The collapse of the eastern bloc was supposed to open up huge "new markets" and give rise to a new phase of economic development, peace and democracy. During the 1990s, predictions about this so-called economic development were supported by the media barrage about the "emerging countries" like Brazil or the countries of South East Asia. At the end of the 90s the "new economy" took up the baton, supposedly opening a new phase of expansion based on a technological revolution. What has the real story been? It has shown that all these have been false prophecies! After the poorest countries of the third world, which for two or three decades have seen a net fall in their GNP per inhabitant, we saw the fall of the "second world" with the economic collapse of the countries of the eastern bloc, and the bankruptcy of Russia and Brazil in 1998; Japan broke down at the beginning of the 90s and, eight years later, the whole of South East Asia was in serious trouble. The latter, which for a long time had been seen by the ideologues of capitalism as the new pole of development for the 21st century, began to fall by the wayside, along with a whole number of other "intermediate" or "emerging" countries. While the e-economies in the developed countries fell into an e-recession in 2000-2001, the emerging countries became the plunging countries. In these areas, the fragile economies were not capable of rising above debts amounting to tens of percent of the GNP. Thus, after the Mexican debt crisis at the beginning of the 80s, other countries lengthened the list: Brazil, Mexico again in 1994, the South East Asian countries, Russia, Turkey, Argentina, etc. The recession hitting the most developed countries was no longer limited to the old technological sectors (coal, steel, etc), or ones which had already reached their peak (shipbuilding, cars, etc) but the very sectors billed as the spearheads of the "new economy", the "new industrial revolution": computers, Internet, telecommunications, aeronautics, etc. In these branches, there have been hundreds of bankruptcies, restructurings, fusions, take-overs - and hundreds of thousands of redundancies, wage cuts and attacks on working conditions.
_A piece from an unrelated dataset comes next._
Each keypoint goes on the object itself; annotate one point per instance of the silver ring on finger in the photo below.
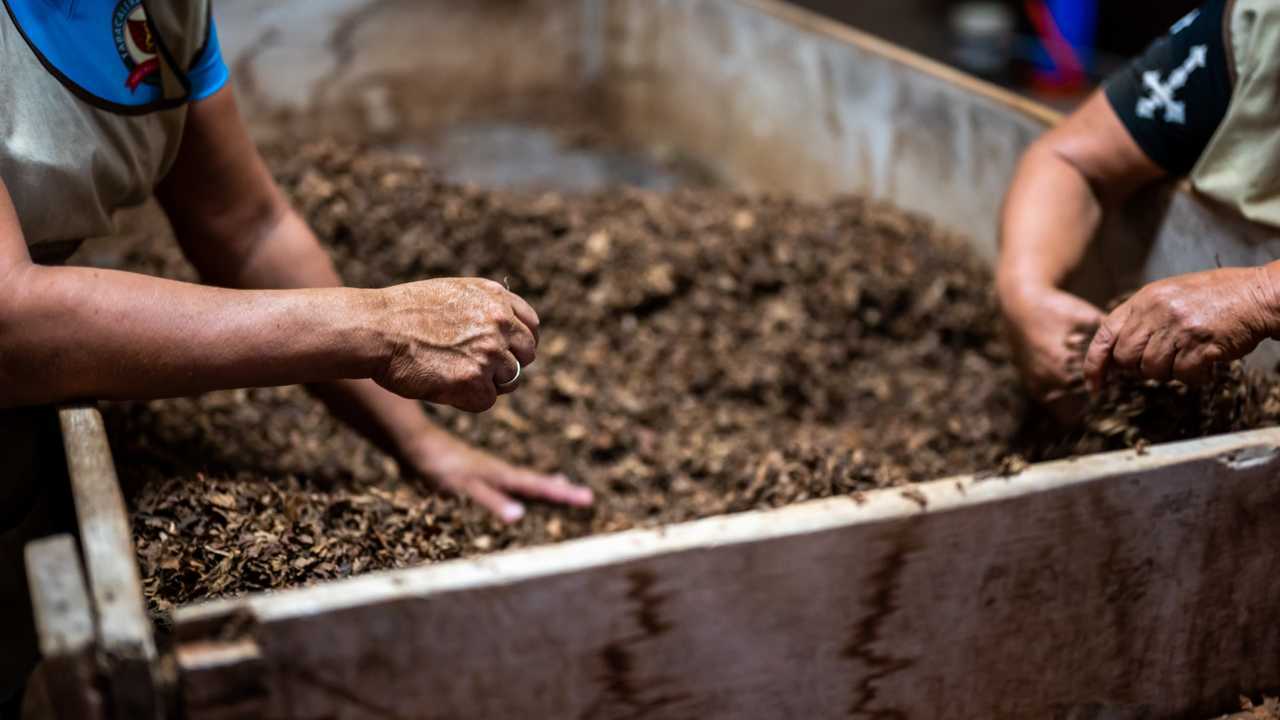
(512, 381)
Today, with the crash in stock-exchange values in the sector that was supposed to be the key to this new prosperity, and with the recession already displaying its devastating effects, the ideological mystifications of the bourgeoisie about the crisis have begun to be seriously eroded. This is why the bourgeoisie is coming up with all sorts of false explanations about the current difficulties. It is obliged to hide as much as possible the gravity of the sickness affecting its system in order to prevent the proletariat from becoming aware that capitalism has reached a dead-end.
Speculative bubble following the crisis in Asia
Capitalism plunges inexorably into the crisis
As opposed to what the ruling class tells us, the latest dive in the economy is not the product of the collapse of the Twin Towers in the United States, even if that was an exacerbating factor, in particular for certain economic sectors such as air transport or tourism. The slow-down of American growth goes back to the bursting of the internet bubble in March 2000 and the level of economic activity was already weak at the end of summer 2001. As the experts of the OECD emphasised "the economic deceleration which began in the United States in 2000 and spread to other countries has been transformed into a world reflux of economic activity, from which few countries or regions have escaped" (Le Monde, 21 November 2001). The current economic crisis thus has nothing specifically American about it.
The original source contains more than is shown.